Learning from your peers
Incidents are a unique learning opportunity. They take people out of their day-to-day roles, and drive us to form short-lived “ephemeral teams” to solve unexpected and challenging problems.
If you’re looking for a time-efficient way to level up your expertise and understanding of something, you’ll find a proverbial gold mine of information in your individual incidents.
The most obvious opportunity is learning how to respond to incidents better: how to debug problems, communicate clearly and collaborate effectively. This is particularly powerful when your teams are showing their working.
A lot of the examples here are related to technology and engineering, but the principles apply universally across organizations, and irrespective of the type of incidents you’re dealing with.
Broaden your horizons #
Incidents can impact parts of your system which you don’t interact with day-to-day; the stuff that ‘just works’ (until it doesn’t). That makes them a great opportunity to expand your horizons and understand how your team and components fit together into the wider landscape.

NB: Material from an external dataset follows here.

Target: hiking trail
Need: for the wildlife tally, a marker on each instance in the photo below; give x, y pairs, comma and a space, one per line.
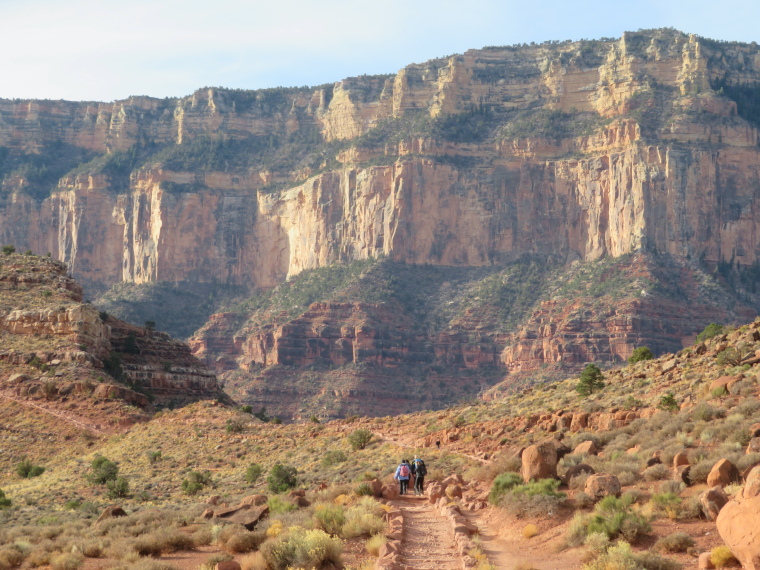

For example, as an engineer working in a primarily application-focussed team, it’s likely that your first experience of debugging infrastructure-related issues will be in an incident. When everything’s working as expected, you don’t have to understand exactly how all your things deploy, just that they do. But as soon as something goes wrong, it’s a different ballgame.
Incidents are usually caused by (or manifest in) the most difficult parts of the systems we interact with. Seeing multiple incidents impact the same component is a great way to learn about that component, while simultaneously signalling that an investment in learning and boosting resilience is likely to be a worthwhile activity.
Understanding the edges of the things that your team owns, and the ways your processes interact, is a sure-fire way to build better overall solutions.
Learn to fail gracefully #
We're not perfect: our job is hard and whatever we build is very likely to go wrong at some point. Instead of trying to create perfect systems, incidents demonstrate that it's more important to make systems that fail in safe ways. This includes:
- Making a system alert loudly and clearly if it sees something unexpected. That alert should be easy to trace to its source, so someone debugging it can quickly understand the cause and take steps to resolve it. Resolving an incident is tricky if you don’t even know it’s happening.
- Keeping the blast radius for failures as small as possible: think carefully about what should be considered 'critical' for a given process, and get everything else out of the way. Being unable to log a user tracking event should never degrade the customer experience.
While it's possible to read this stuff in textbooks, seeing the impact of these choices in real incidents is what taught me how to put this advice into practice.
Build your network #
Incidents are a great opportunity to meet people outside your team. This is useful for your personal growth, and the organization.
It’s useful to build relationships with colleagues who have different skillsets from your usual teammates. Maybe there's someone who knows lots about a particular technology, or someone who is a really great coach. Having a network of talented people to ask for advice is a great accelerator.
As an organization, one of your primary challenges is keeping everyone pulling in the same direction. Relationships that cross-team boundaries are very powerful: they help build empathy for the challenges that other teams are facing, and often highlight when that alignment isn’t there.